2.9 Eisers stellen zich op het standpunt dat de ruimtelijke onderbouwing van verweerder niet volstaat. Zij bestrijden dat het bouwplan past binnen voornoemde structuurvisie en het voorontwerp-bestemmingsplan. Eisers betogen voorts dat verweerder zich, ter verantwoording van de omvang van het nieuwbouwproject, ten onrechte beroept op de regionale woningbehoefte in plaats van in te gaan op de plaatselijke specifieke woningvoorraad en woningbehoefte. Eisers achten van belang dat in de structuurvisie wordt uitgegaan van de bouw van 33 woningen, terwijl het bouwplan voorziet in de bouw van 65 woningen.

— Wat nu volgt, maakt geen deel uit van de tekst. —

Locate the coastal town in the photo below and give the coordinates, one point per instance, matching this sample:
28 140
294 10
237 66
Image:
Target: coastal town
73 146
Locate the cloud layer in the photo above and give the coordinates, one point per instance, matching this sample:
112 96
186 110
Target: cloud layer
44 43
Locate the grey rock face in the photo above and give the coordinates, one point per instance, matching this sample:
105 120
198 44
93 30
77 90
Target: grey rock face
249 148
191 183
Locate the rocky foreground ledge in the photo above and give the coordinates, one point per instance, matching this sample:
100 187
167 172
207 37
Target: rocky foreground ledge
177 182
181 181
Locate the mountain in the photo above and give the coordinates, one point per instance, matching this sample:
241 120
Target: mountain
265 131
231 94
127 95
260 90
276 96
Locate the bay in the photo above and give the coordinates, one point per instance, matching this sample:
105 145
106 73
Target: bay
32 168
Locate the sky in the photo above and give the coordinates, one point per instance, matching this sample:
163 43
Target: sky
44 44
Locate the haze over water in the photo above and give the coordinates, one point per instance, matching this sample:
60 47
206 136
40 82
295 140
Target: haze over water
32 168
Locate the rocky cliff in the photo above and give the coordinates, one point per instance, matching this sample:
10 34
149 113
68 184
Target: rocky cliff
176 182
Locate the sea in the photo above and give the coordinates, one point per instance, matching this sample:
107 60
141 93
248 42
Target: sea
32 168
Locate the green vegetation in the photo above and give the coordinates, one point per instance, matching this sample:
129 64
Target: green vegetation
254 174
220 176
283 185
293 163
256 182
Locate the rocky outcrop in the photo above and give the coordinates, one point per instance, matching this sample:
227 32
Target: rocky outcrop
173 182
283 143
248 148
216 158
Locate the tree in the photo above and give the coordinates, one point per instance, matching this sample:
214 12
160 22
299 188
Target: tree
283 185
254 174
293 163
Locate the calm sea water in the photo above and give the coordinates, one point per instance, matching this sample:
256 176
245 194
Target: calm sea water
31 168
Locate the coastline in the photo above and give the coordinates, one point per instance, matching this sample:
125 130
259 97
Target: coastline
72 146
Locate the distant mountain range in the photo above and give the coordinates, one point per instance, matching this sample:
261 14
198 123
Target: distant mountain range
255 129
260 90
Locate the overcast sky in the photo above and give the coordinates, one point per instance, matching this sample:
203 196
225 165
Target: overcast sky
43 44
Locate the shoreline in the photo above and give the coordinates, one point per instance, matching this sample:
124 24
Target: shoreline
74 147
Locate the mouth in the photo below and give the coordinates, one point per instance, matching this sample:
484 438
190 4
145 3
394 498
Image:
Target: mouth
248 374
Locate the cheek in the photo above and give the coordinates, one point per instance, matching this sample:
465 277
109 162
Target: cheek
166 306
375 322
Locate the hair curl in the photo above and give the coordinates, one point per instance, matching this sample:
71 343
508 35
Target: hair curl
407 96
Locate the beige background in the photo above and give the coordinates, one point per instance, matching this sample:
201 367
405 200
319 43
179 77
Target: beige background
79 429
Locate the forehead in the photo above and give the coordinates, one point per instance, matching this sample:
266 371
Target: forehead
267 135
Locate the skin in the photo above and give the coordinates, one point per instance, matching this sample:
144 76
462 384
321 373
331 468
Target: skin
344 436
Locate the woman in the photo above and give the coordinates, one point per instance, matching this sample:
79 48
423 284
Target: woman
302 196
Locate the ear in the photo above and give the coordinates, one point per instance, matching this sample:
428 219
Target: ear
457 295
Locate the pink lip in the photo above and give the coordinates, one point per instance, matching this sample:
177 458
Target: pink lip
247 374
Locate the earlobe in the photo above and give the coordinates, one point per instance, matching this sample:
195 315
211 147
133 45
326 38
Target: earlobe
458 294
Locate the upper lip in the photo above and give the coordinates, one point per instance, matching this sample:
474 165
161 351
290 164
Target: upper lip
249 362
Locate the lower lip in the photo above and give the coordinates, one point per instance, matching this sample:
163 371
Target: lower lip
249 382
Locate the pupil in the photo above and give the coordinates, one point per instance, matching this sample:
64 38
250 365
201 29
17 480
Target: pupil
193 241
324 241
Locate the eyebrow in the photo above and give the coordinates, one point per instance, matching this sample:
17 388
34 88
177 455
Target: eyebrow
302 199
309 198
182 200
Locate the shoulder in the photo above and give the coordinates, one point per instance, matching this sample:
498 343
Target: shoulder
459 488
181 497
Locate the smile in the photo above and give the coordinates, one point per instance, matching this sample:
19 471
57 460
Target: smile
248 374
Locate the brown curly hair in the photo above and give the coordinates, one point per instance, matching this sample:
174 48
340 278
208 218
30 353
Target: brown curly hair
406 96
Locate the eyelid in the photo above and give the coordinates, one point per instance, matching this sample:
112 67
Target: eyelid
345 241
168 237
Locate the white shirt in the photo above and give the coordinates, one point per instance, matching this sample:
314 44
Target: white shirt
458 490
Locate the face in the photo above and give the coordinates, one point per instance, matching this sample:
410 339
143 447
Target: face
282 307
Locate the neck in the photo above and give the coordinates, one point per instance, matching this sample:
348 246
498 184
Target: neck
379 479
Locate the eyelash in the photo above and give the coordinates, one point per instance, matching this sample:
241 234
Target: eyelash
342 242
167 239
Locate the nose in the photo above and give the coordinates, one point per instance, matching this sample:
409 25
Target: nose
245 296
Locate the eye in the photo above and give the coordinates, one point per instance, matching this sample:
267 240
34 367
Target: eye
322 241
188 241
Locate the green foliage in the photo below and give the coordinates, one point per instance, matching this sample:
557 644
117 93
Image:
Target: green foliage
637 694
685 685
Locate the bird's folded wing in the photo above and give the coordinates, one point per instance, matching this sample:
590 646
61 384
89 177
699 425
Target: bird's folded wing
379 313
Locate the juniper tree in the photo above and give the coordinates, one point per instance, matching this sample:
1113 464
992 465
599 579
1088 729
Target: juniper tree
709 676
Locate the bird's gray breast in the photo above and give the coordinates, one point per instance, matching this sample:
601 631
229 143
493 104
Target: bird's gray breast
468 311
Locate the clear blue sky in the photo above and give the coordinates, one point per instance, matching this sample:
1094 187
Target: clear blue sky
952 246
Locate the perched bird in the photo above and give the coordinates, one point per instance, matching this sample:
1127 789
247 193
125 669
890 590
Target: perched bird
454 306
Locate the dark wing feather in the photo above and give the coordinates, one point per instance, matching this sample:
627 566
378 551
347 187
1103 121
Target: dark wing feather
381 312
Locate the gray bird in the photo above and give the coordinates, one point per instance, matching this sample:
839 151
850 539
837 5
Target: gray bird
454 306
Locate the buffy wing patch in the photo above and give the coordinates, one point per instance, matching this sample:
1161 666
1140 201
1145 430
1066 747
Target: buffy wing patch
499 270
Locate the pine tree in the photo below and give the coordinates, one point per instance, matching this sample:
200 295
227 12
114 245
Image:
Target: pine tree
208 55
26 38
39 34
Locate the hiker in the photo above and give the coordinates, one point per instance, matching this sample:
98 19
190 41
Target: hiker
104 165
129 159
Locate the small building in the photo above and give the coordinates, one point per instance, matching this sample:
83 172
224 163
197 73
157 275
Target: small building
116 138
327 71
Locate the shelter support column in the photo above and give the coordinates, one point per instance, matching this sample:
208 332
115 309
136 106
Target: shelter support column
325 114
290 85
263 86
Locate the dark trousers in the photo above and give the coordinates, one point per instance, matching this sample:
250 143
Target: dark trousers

2.10 Uit het streekplan blijkt dat de nieuwbouwlocatie is gesitueerd binnen de zogeheten rode contouren, zodat de locatie aangemerkt dient te worden als stedelijk gebied. Ook in de structuurvisie is de onderhavige locatie aangemerkt als locatie ten behoeve van woningbouw. In het voorontwerp-bestemmingsplan is het onderhavige bouwplan al als recht opgenomen. De rechtbank acht, gelet hierop, een ruimtelijke onderbouwing voor het bouwen van woningen op de locatie Veenderijvaart, gegeven.
De vraag is echter of voor nieuwbouw op deze locatie in de omvang als hier aan de orde, namelijk 65 woningen, volstaan kan worden met deze ruimtelijke onderbouwing.
2.11 Blijkens eerdergenoemde structuurvisie is voor de onderhavige locatie voorzien in een uitbreiding ter grootte van 33 woningen.
2.12 Verweerder stelt zich op het standpunt dat het in de structuurvisie genoemde aantal van 33 woningen voor deze locatie indicatief is. Het feit dat de grond ter plaatse gesaneerd dient te worden brengt hoge investeringskosten met zich mee, als gevolg waarvan meer woningen gerealiseerd dienen te worden teneinde in de kosten te kunnen voorzien. Het woningaantal voorziet, aldus verweerder, tevens in de grote woningbehoefte. Eisers hebben dit laatste gemotiveerd bestreden.
2.13 De rechtbank volgt verweerder niet in zijn standpunt. Gezien de grote inbreuk die het bouwplan maakt op het bestemmingsplan, alsmede de omvang van het project heeft verweerder in dit geval niet kunnen volstaan met de onderhavige ruimtelijke onderbouwing. Met name nu in de, in de structuurvisie neergelegde, toekomstvisie van verweerder voor uitbreiding van Broek in Waterland voorzien is in een aanzienlijk kleinschaliger project. In de structuurvisie is hierbij rekening gehouden met landschappelijke waarden, zoals het open veenweidegebied ter plaatse. Verweerder heeft in de ruimtelijke onderbouwing onvoldoende aangegeven hoe de landschappelijke waarden zich verhouden tot de (toegenomen) omvang van het project. Voorts acht de rechtbank onvoldoende duidelijk in hoeverre de specifieke woningbehoefte aanleiding geeft af te wijken van structuurvisie.
2.14 Gelet op het voorgaande berust het bestreden besluit niet op een deugdelijke motivering en is derhalve in strijd met artikel 7:12, eerste lid, Awb.
2.15 De beroepen zijn gegrond. Het bestreden besluit moet worden vernietigd.
2.16 Voor een proceskostenveroordeling bestaat geen aanleiding. Niet gebleken is dat eisers voor vergoeding in aanmerking komende proceskosten hebben gemaakt.
3. Beslissing
De rechtbank:
3.1 verklaart de beroepen gegrond;
3.2 vernietigt het bestreden besluit van 26 september 2006;
3.3 gelast dat de gemeente Waterland het door eiser sub 1 betaalde griffierecht van
€ 141,--, het door eisers sub 2 betaalde griffierecht van € 141,-- en het door eisers sub 3 betaalde griffierecht van € 281,-- aan hen vergoedt.
Deze uitspraak is gedaan door mr. A.J. Medze, rechter, en op 24 september 2007 in het openbaar uitgesproken, in tegenwoordigheid van mr. Y.R. Boonstra-van Herwijnen, griffier.
afschrift verzonden op:
Rechtsmiddel
Tegen deze uitspraak staat hoger beroep open bij de Afdeling bestuursrechtspraak van de Raad van State, Postbus 20019, 2500 EA Den Haag. Het hoger beroep dient te worden ingesteld door het indienen van een beroepschrift binnen zes weken onmiddellijk liggend na de dag van verzending van de uitspraak door de griffier.